如果需要access keyed state and timers 就用PF(v1.4之前有問題)

PF都是實現了RichFunction介面,所以都有開關方法。另外兩個重要方法(他們同步執行,防止併發訪問和修改state)是:

  • processElement(v: IN, ctx: Context, out: Collector[OUT]):對每條資料呼叫。它可以通過Context來訪問資料的timestamp和任務的TimerService,而且還可以釋放記錄到其他出口。
  • onTimer(timestamp: Long, ctx: OnTimerContext, out: Collector[OUT]):一個回撥方法,當之前登記的timer被觸發時呼叫。OnTimerContext和上面的Context類似,它還返回trigger的time domain(processing or event time)

The TimerService and Timers

上面兩個的TimerService(即context)有4個方法:

  • currentProcessingTime(): Long returns the current processing time.

  • currentWatermark(): Long returns the timestamp of the current watermark.

  • registerProcessingTimeTimer(timestamp: Long): Unit registers a processing time timer. The timer will fire when the processing time of the executing machine reaches the provided timestamp.

  • registerEventTimeTimer(timestamp: Long)

    上面的register只針對key streams。To use timers on a non-keyed stream, you can create a keyed stream by using a KeySelector with a constant dummy key. Note that this will move all data to a single task such that the operator would be effectively executed with a parallelism of 1.

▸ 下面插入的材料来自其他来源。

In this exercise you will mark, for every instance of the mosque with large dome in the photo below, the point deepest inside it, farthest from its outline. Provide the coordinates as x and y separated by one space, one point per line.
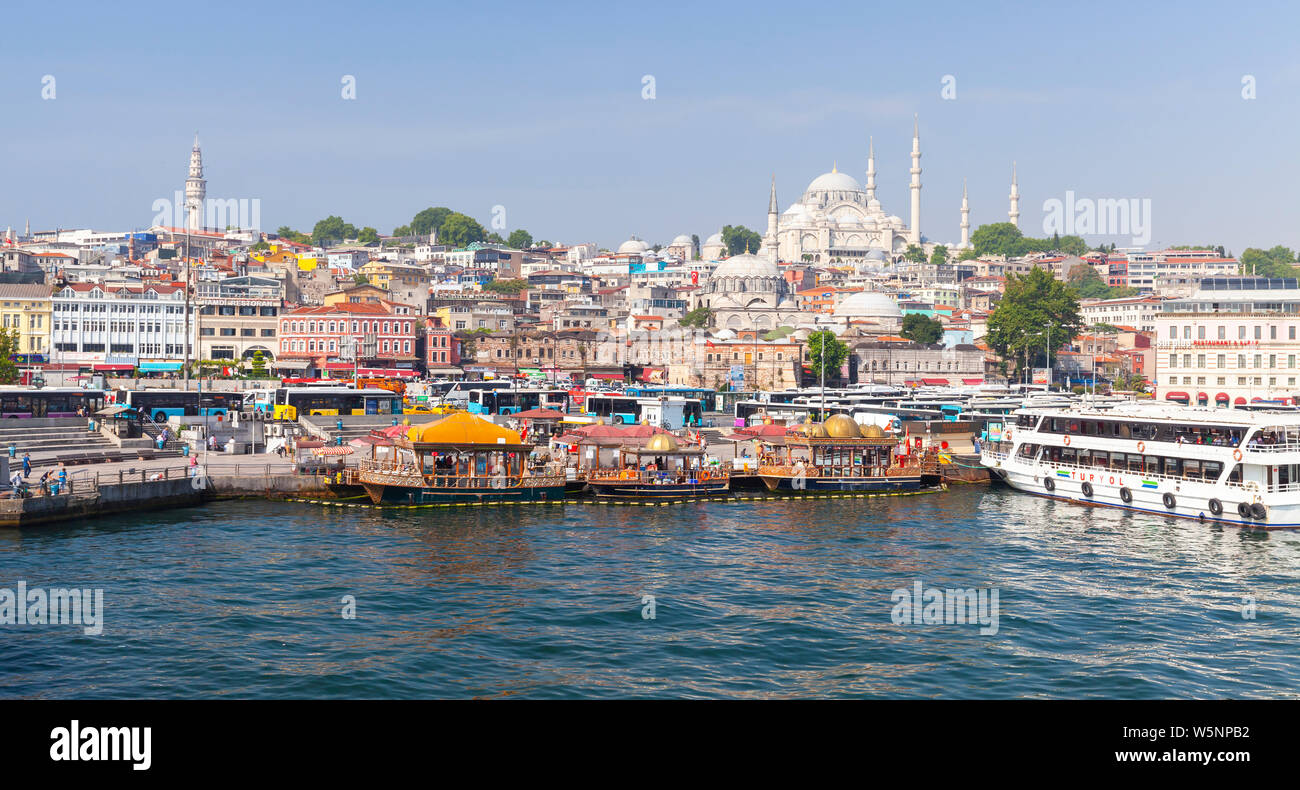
839 220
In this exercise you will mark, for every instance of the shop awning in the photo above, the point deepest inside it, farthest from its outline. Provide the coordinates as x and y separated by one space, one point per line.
164 367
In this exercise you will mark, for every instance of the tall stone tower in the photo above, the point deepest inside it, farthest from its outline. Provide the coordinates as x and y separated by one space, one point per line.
195 189
966 220
1014 213
915 182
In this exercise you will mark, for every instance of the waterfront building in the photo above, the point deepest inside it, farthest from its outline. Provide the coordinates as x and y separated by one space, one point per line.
1136 312
26 311
120 326
238 317
1235 341
375 335
898 361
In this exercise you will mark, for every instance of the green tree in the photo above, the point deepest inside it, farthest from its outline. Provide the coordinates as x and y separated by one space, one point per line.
430 220
459 230
332 229
1038 312
997 238
519 239
826 354
8 347
922 329
740 239
698 317
1087 283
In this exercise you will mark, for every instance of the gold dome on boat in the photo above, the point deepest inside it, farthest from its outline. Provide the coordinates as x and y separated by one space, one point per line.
841 426
662 443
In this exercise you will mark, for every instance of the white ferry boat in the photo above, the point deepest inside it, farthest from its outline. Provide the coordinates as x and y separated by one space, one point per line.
1229 465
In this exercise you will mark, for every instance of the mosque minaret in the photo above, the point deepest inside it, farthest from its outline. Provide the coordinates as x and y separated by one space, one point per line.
195 189
966 220
915 182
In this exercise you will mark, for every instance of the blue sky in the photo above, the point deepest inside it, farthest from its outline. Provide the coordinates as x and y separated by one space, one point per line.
538 108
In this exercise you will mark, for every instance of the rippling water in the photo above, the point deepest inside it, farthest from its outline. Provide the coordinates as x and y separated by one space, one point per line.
752 599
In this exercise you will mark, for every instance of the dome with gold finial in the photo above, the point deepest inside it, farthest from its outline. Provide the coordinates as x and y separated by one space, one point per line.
662 443
841 426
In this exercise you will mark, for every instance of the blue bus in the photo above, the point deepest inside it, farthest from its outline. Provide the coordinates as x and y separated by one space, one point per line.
511 402
161 404
707 398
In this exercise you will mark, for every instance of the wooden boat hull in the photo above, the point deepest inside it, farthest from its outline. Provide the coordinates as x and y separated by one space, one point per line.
404 495
824 485
629 489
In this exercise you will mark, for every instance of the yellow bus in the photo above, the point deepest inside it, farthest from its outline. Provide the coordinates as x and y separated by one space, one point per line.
295 402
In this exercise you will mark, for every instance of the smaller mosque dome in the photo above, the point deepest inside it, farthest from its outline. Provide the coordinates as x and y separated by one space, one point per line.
841 426
662 443
835 182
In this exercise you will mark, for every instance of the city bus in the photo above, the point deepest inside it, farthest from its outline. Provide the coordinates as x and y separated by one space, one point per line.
511 402
161 404
707 398
53 402
294 402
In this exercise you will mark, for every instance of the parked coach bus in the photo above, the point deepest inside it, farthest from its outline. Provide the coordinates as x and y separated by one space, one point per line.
295 402
53 402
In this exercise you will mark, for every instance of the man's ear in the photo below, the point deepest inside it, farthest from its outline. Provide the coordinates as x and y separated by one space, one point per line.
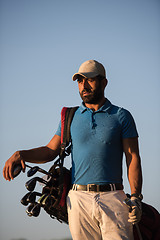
105 82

對每個key可以登記多個timer,timestamp只有一個。登記後不能刪除(1.6後可以)。PF內有所有timer的時間,存放在堆的權重佇列,並將它們作為持久化的function state。timer通常用來根據一段時間後清除key state或者實現自定義time-based windowing邏輯。每個key與timestamp組合的timer只能有一個,比如key1 1:00:00如果重複了,只會執行這種timer一次。這裡涉及timer的登記技巧,將timer的時間round為秒,這樣就不會因資料過多時,每秒產生多個timer。event-time就round為當前WM+1

// 登記
// coalescing到1秒,避免timer頻繁登記
val coalescedTime = ((ctx.timestamp + timeout) / 1000) * 1000
// 針對WM的coalescing
val coalescedTime = ctx.timerService.currentWatermark + 1
ctx.timerService.registerProcessingTimeTimer(coalescedTime)

// 刪除
ctx.timerService.deleteProcessingTimeTimer(timestampOfTimerToStop)
ctx.timerService.deleteEventTimeTimer(timestampOfTimerToStop)

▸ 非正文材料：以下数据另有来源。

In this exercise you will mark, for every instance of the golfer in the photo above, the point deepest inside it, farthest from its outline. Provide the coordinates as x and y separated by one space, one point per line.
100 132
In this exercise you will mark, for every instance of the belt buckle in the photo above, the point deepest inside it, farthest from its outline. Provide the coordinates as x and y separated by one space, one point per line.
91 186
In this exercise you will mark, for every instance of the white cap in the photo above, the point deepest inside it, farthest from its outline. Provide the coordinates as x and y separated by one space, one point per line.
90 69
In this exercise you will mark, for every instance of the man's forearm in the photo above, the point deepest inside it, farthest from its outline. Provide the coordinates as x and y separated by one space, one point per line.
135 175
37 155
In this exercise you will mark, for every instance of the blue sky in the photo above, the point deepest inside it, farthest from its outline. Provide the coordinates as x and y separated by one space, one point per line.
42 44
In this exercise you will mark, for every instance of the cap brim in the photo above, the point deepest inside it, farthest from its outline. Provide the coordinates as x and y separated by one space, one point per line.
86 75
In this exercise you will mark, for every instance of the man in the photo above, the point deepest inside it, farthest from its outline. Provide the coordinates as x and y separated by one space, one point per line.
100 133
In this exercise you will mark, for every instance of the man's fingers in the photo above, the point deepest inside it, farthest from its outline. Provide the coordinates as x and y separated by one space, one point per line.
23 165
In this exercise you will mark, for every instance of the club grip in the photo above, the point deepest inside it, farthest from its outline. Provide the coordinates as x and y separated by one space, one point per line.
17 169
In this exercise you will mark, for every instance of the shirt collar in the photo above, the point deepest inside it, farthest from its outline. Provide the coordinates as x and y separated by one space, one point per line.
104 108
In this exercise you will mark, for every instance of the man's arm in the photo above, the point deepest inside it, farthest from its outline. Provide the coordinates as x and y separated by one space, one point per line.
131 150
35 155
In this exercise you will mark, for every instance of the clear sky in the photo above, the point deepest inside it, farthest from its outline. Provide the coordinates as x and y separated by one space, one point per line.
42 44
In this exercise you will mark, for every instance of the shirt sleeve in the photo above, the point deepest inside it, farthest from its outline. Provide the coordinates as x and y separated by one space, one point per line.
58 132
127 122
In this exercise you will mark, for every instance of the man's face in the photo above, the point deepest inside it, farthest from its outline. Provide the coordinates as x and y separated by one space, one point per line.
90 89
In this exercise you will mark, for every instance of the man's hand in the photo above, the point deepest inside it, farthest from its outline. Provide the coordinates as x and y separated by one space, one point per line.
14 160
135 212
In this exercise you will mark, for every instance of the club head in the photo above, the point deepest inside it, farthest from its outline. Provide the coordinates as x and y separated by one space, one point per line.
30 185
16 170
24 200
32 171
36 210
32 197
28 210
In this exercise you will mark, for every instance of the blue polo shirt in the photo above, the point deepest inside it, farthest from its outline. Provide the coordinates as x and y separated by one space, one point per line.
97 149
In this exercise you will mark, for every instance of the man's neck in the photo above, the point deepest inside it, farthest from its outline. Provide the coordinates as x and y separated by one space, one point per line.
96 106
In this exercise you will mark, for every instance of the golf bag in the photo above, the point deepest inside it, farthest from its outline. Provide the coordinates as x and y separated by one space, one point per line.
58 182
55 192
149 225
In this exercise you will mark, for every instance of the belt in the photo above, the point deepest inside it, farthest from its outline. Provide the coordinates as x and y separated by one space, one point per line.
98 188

Timers會被checkpoint(1.5同步,1.6非同步checkpoint,除非涉及RocksDB backend / with incremental snapshots / with heap-based timers,最後一個1.7解決),當從失敗重啟,過其的timer會被馬上觸發。

val warnings = readings
  .keyBy(_.id)
  // apply ProcessFunction to monitor temperatures
  .process(new TempIncreaseAlertFunction)

// =================== //

/** Emits a warning if the temperature of a sensor
  * monotonically increases for 5 second (in processing time).
  */
class TempIncreaseAlertFunction
  extends KeyedProcessFunction[String, SensorReading, String] {

  // hold temperature of last sensor reading
  lazy val lastTemp: ValueState[Double] = getRuntimeContext.getState(
      new ValueStateDescriptor[Double]("lastTemp", Types.of[Double]))

  // hold timestamp of currently active timer
  lazy val currentTimer: ValueState[Long] = getRuntimeContext.getState(
      new ValueStateDescriptor[Long]("timer", Types.of[Long]))

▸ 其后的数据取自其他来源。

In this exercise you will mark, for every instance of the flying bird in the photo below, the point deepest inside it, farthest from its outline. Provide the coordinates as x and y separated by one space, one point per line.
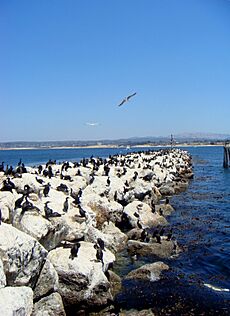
92 123
127 99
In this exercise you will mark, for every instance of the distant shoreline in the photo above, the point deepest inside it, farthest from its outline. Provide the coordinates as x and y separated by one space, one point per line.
114 146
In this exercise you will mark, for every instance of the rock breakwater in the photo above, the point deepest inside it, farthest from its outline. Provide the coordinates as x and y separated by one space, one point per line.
62 226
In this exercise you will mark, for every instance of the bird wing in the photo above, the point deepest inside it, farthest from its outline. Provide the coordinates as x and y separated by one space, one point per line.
122 102
130 96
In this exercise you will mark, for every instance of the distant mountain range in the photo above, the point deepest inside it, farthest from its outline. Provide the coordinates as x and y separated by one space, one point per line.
154 140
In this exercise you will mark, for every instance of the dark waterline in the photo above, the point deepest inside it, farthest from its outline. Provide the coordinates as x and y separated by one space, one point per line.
201 224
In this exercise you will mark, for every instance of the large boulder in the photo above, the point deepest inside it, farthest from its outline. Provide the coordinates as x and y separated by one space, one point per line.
16 301
104 209
51 305
150 272
113 238
164 250
2 275
47 281
82 279
141 213
22 256
7 201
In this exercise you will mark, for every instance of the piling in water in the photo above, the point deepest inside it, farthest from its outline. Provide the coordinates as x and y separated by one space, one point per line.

  override def processElement(
      r: SensorReading,
      ctx: KeyedProcessFunction[String, SensorReading, String]#Context,
      out: Collector[String]): Unit = {

    // get previous temperature
    val prevTemp = lastTemp.value()
    // update last temperature
    lastTemp.update(r.temperature)

    // 假設溫度都在0度以上。prevTemp == 0.0 為了處理prevTemp初始化時為0的問題,避免一開始就判斷遞增。
    if (prevTemp == 0.0 || r.temperature < prevTemp) {
      // temperature decreased. Invalidate current timer
      currentTimer.update(0L)
    }
    else if (r.temperature > prevTemp && currentTimer.value() == 0) {
      // temperature increased and we have not set a timer yet.
      // set processing time timer for now + 1 second
      val timerTs = ctx.timerService().currentProcessingTime() + 5000
      ctx.timerService().registerProcessingTimeTimer(timerTs)
      // remember current timer
      currentTimer.update(timerTs)
    }
    // 如果前後溫度相等、遞增但是已經登記了一個timer(即currentTimer.value() != 0)就什麼都不幹,避免過多timer,等timer的processtime過了1s後呼叫下面的onTimer
  }

  override def onTimer(
      ts: Long, // timer的timestamp
      ctx: KeyedProcessFunction[String, SensorReading, String]#OnTimerContext,
      out: Collector[String]): Unit = {

    // check if firing timer is current timer
    if (ts == currentTimer.value()) {
      out.collect("Temperature of sensor '" + ctx.getCurrentKey +
        "' monotonically increased for 1 second.")
      // reset current timer
      currentTimer.update(0)
    }
  }
}

// 另一個例子。
// 計算每個key的資料的數量,如果一分鐘(event time)內不再更新資料,則釋放key-count對
val result: DataStream[Tuple2[String, Long]] = stream
  .keyBy(0)
  .process(new CountWithTimeoutFunction())

/**
  * The data type stored in the state
  */
case class CountWithTimestamp(key: String, count: Long, lastModified: Long)

/**
  * The implementation of the ProcessFunction that maintains the count and timeouts
  */
class CountWithTimeoutFunction extends ProcessFunction[(String, String), (String, Long)] {

  /** The state that is maintained by this process function */
  lazy val state: ValueState[CountWithTimestamp] = getRuntimeContext
    .getState(new ValueStateDescriptor[CountWithTimestamp]("myState", classOf[CountWithTimestamp]))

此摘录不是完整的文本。